Dual-eligible beneficiaries are a varied group, but many have extensive health care needs, stemming from multiple illnesses and disabilities. In the case of full duals, for example, half initially qualified for Medicare because of disability rather than age, and nearly one-fifth have three or more chronic conditions (see figure below). Consequently, a sizable share of full duals, more than 40 percent, use long-term services and supports—a far greater percentage than for other Medicare or Medicaid beneficiaries.
Although some full duals are fairly healthy and have relatively low health care costs, full duals as a group account for a disproportionate share of federal and state spending for Medicare and Medicaid. Full duals make up 13 percent of the combined population of Medicare enrollees and aged, blind, or disabled Medicaid enrollees (the categories of Medicaid participants who might also qualify for Medicare), but they account for 34 percent of the two programs’ total spending on those enrollees.
What Strategies Are States and the Federal Government Pursuing to Reduce Costs and Improve the Quality of Care for Dual-Eligible Beneficiaries?
Many states are working to eliminate differences in the financial incentives that health care providers face under Medicare and Medicaid and to improve the coordination and quality of care for dual-eligible beneficiaries within the scope of current law. States’ efforts include establishing initiatives under which Medicare, Medicaid, and private insurers pay fees to the same primary care practice to manage care for patients; contracting with plans in Medicare’s managed care program (Medicare Advantage) to provide services covered by Medicaid; coordinating physical and behavioral health care for dual-eligible beneficiaries who have chronic mental illnesses; and developing managed LTSS programs. At the same time, the federal government, through the Medicare Advantage program, has encouraged the establishment of special health plans for full duals that target their particular needs.
The Affordable Care Act created new options for addressing financing and quality-of-care issues for dual-eligible beneficiaries. The largest initiative in that area under the new law is a three-year demonstration project to integrate Medicare’s and Medicaid’s financing for full duals, which 26 states applied to participate in (see figure below).

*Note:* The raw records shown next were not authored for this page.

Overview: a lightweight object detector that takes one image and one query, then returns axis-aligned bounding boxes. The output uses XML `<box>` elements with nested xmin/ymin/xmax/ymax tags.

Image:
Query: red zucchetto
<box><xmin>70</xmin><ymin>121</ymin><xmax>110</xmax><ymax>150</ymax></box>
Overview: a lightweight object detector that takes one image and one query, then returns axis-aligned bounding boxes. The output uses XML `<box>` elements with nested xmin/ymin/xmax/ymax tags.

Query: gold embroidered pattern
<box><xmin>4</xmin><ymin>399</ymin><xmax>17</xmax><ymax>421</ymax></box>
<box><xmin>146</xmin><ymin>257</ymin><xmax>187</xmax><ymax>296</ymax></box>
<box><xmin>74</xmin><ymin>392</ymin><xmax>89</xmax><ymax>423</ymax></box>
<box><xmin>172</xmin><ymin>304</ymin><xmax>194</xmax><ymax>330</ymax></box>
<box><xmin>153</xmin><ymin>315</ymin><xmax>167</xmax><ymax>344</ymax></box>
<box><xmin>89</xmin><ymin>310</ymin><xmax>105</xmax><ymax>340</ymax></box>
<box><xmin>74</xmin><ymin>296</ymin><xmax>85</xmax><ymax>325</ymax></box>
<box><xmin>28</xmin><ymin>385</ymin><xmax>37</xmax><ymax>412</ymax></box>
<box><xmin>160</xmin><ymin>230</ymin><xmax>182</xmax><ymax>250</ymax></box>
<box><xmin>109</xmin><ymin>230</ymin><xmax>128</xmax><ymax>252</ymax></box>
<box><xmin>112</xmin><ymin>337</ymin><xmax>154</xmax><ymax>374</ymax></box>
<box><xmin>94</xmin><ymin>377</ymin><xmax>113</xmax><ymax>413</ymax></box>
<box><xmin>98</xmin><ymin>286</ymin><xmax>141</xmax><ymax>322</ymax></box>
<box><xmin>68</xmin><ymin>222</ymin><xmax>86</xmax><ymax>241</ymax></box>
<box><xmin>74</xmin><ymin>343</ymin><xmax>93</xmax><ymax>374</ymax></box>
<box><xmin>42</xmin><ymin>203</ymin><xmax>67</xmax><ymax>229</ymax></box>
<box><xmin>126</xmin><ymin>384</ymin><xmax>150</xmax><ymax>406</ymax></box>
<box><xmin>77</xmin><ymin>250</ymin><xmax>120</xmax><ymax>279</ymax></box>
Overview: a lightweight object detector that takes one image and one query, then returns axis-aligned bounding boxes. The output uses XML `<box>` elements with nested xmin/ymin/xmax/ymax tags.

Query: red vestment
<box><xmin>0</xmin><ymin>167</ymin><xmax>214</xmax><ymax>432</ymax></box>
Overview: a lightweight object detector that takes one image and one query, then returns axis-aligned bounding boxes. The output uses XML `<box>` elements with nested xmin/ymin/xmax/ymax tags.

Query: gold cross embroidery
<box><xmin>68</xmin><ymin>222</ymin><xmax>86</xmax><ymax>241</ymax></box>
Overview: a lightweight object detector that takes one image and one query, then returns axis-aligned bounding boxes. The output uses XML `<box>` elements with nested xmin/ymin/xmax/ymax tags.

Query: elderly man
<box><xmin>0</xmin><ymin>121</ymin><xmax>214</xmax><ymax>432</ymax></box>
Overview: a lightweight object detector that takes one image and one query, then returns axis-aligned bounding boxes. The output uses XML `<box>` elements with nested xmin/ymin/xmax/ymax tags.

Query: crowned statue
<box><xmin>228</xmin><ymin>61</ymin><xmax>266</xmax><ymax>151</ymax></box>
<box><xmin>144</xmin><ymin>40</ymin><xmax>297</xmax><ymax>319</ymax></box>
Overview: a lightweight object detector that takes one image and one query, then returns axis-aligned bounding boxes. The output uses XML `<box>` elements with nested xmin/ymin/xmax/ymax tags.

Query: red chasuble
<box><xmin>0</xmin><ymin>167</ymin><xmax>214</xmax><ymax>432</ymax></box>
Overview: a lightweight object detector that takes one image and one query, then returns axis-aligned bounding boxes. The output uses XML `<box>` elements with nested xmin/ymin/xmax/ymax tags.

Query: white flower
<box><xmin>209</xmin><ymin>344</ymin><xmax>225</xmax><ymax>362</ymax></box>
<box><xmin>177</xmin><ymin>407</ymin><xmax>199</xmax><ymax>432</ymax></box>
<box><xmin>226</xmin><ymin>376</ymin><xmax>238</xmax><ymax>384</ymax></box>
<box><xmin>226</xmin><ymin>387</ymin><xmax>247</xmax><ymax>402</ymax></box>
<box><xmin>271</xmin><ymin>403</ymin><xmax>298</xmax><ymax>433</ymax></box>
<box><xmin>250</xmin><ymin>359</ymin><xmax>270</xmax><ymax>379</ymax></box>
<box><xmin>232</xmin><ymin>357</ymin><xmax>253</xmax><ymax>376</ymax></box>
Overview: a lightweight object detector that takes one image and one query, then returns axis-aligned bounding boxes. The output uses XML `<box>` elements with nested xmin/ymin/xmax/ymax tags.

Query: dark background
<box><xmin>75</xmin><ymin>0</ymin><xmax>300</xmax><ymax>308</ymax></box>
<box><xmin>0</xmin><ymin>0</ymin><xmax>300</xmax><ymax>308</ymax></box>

The first state projects are due to begin this summer.
What Actions Might Federal Lawmakers Take and How Might They Affect the Budget?
Various restrictions exist under current law that impede efforts to reduce costs and improve the quality of care for dual-eligible beneficiaries by more fully integrating that care. For example, participation in Medicare’s managed care program is optional for dual-eligible beneficiaries, as it is for other Medicare beneficiaries. In addition, states generally have little information about, and limited control over, the provision of services covered by Medicare. Moreover, Medicare and Medicaid contract separately with managed care organizations even if a beneficiary receives services from both programs through the same managed care organization. Federal lawmakers might choose to relax those and other restrictions—or enact broader program changes—in an effort to more fully integrate the care provided to full duals.
The impact of such policy changes on the federal budget would be likely to depend on multiple factors, such as how payment rates to providers would compare with the rates under current law, whether certain complex services (such as behavioral health care) would be included in overall payment rates or be paid for separately, and whether beneficiaries’ participation in new models for delivering care would be voluntary or mandatory.
Correction: On March 27, 2014, CBO reposted this document with various small corrections. Misclassifying some people as eligible beneficiaries of Medicaid and misclassifying the reason for some others' eligibility affected the results of various calculations, which are reported mostly in Tables 1 and 2 and Figure 3 and in the passages in the text that discuss those results. Corrections are noted on the pages where they occurred.